Le marché du carbone déserté par les entreprises

QUÉBEC — Les entreprises ont boudé le dernier encan du marché du carbone, qui a rapporté cinq fois moins au gouvernement québécois que le précédent.

À peine le sixième des droits d’émission mis en vente aux enchères le 22 février ont trouvé preneur, révèlent les résultats publiés hier par les gouvernements du Québec et de Californie. Ce résultat est une « catastrophe » aux yeux de Pierre-Olivier Pineau, titulaire de la Chaire de gestion du secteur de l’énergie à HEC Montréal.

« Pour que la lutte contre les changements climatiques fonctionne, il faut que le marché fonctionne, a résumé M. Pineau. Et c’est un signe de dysfonctionnement profond. »

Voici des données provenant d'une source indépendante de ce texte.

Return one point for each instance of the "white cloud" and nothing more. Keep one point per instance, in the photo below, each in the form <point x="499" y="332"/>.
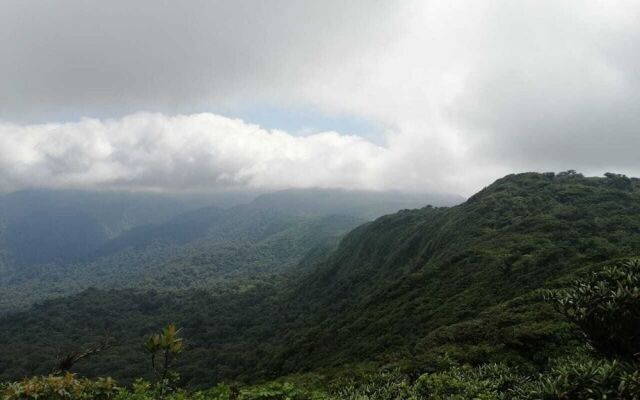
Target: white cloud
<point x="200" y="151"/>
<point x="465" y="91"/>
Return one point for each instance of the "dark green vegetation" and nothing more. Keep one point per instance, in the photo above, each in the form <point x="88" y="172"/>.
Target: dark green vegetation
<point x="59" y="243"/>
<point x="588" y="373"/>
<point x="457" y="293"/>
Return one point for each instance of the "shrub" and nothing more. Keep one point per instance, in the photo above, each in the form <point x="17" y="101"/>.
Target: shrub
<point x="606" y="308"/>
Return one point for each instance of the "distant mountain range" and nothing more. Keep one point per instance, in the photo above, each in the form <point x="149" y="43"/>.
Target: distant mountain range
<point x="56" y="243"/>
<point x="408" y="291"/>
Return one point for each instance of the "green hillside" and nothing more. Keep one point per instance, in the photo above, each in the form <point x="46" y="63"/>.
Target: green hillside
<point x="406" y="291"/>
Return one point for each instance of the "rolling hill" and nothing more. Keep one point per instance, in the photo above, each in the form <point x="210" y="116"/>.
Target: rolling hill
<point x="400" y="291"/>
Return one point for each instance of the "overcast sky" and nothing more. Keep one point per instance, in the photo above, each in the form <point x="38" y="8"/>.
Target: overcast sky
<point x="410" y="95"/>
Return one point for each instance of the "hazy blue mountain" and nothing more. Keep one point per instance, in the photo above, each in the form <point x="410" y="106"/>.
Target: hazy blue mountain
<point x="359" y="203"/>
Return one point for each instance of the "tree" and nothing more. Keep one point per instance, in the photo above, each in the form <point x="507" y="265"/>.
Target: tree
<point x="169" y="345"/>
<point x="606" y="307"/>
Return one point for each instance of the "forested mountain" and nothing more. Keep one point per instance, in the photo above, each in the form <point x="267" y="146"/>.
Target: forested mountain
<point x="45" y="226"/>
<point x="406" y="290"/>
<point x="362" y="204"/>
<point x="58" y="243"/>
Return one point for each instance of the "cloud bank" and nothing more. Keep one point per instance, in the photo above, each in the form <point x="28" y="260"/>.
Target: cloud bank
<point x="193" y="152"/>
<point x="463" y="92"/>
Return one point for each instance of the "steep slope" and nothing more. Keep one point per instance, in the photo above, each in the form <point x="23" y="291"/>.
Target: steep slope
<point x="405" y="275"/>
<point x="400" y="290"/>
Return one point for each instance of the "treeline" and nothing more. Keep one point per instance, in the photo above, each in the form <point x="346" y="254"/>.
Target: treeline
<point x="603" y="306"/>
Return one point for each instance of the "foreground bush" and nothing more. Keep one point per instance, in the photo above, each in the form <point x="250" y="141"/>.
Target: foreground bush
<point x="66" y="387"/>
<point x="606" y="307"/>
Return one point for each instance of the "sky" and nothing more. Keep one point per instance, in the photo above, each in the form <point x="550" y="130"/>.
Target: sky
<point x="384" y="95"/>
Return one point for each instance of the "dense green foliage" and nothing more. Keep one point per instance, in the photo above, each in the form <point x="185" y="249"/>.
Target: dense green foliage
<point x="210" y="249"/>
<point x="59" y="243"/>
<point x="451" y="301"/>
<point x="606" y="307"/>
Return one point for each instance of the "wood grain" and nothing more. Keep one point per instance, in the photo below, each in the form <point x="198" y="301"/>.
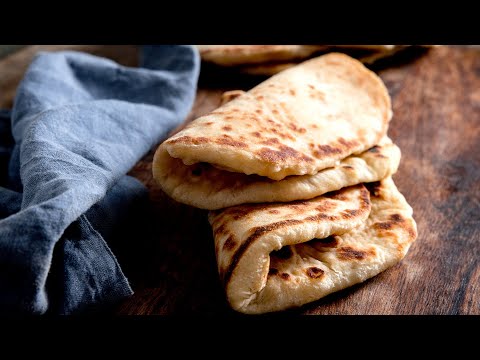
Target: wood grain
<point x="436" y="123"/>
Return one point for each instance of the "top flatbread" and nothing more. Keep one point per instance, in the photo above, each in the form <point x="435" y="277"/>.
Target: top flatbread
<point x="297" y="122"/>
<point x="206" y="187"/>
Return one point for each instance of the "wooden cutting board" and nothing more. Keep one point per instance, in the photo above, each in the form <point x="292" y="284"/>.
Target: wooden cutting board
<point x="436" y="123"/>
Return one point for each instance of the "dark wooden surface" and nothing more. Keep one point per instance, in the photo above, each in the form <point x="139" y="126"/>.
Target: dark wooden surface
<point x="436" y="123"/>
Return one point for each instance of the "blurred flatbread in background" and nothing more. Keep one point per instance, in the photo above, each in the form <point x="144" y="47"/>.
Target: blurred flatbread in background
<point x="268" y="60"/>
<point x="234" y="55"/>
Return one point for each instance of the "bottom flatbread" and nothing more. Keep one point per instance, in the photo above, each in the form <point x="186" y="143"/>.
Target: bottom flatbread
<point x="207" y="187"/>
<point x="278" y="256"/>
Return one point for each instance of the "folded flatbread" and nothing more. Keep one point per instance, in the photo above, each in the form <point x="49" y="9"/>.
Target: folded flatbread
<point x="207" y="187"/>
<point x="300" y="121"/>
<point x="233" y="55"/>
<point x="267" y="60"/>
<point x="277" y="256"/>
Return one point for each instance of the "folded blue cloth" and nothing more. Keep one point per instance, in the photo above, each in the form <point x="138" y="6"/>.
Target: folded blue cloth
<point x="78" y="124"/>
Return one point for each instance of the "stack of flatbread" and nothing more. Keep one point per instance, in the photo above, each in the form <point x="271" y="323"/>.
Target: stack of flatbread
<point x="271" y="59"/>
<point x="297" y="175"/>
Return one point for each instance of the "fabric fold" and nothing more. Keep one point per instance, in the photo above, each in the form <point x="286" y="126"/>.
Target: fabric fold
<point x="80" y="122"/>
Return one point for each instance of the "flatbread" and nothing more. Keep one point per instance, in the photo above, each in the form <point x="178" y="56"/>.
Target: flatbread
<point x="207" y="187"/>
<point x="278" y="256"/>
<point x="233" y="55"/>
<point x="266" y="69"/>
<point x="298" y="122"/>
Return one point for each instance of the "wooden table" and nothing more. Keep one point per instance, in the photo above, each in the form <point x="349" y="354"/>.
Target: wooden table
<point x="436" y="123"/>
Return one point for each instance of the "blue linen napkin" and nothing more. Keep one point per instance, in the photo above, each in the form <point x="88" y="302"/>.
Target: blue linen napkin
<point x="78" y="124"/>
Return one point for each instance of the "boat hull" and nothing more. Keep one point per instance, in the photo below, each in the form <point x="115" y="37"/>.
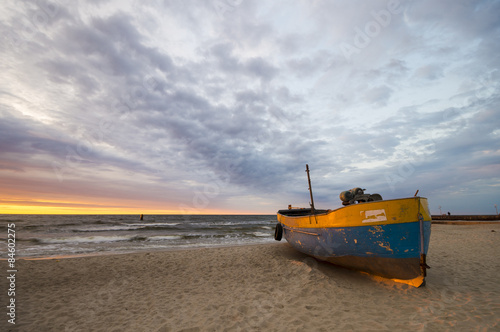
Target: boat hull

Les produits de la vente aux enchères sont versés dans le Fonds vert, qui sert à financer des initiatives de lutte contre les changements climatiques. La récolte de 29 millions annoncée hier est largement inférieure aux 157 millions recueillis lors du précédent encan en novembre.

scepticisme

Selon Jean-Thomas Bernard, professeur à l’Université d’Ottawa spécialisé dans les questions énergétiques, les résultats du dernier encan traduisent le scepticisme des entreprises qui sont assujetties au marché.

« Il y a quand même beaucoup d’entreprises qui ne prennent pas ça au sérieux et qui se disent qu’à un moment donné, ça va s’écraser et que le gouvernement va redonner l’argent à ceux qui ont acheté des droits d’émission. »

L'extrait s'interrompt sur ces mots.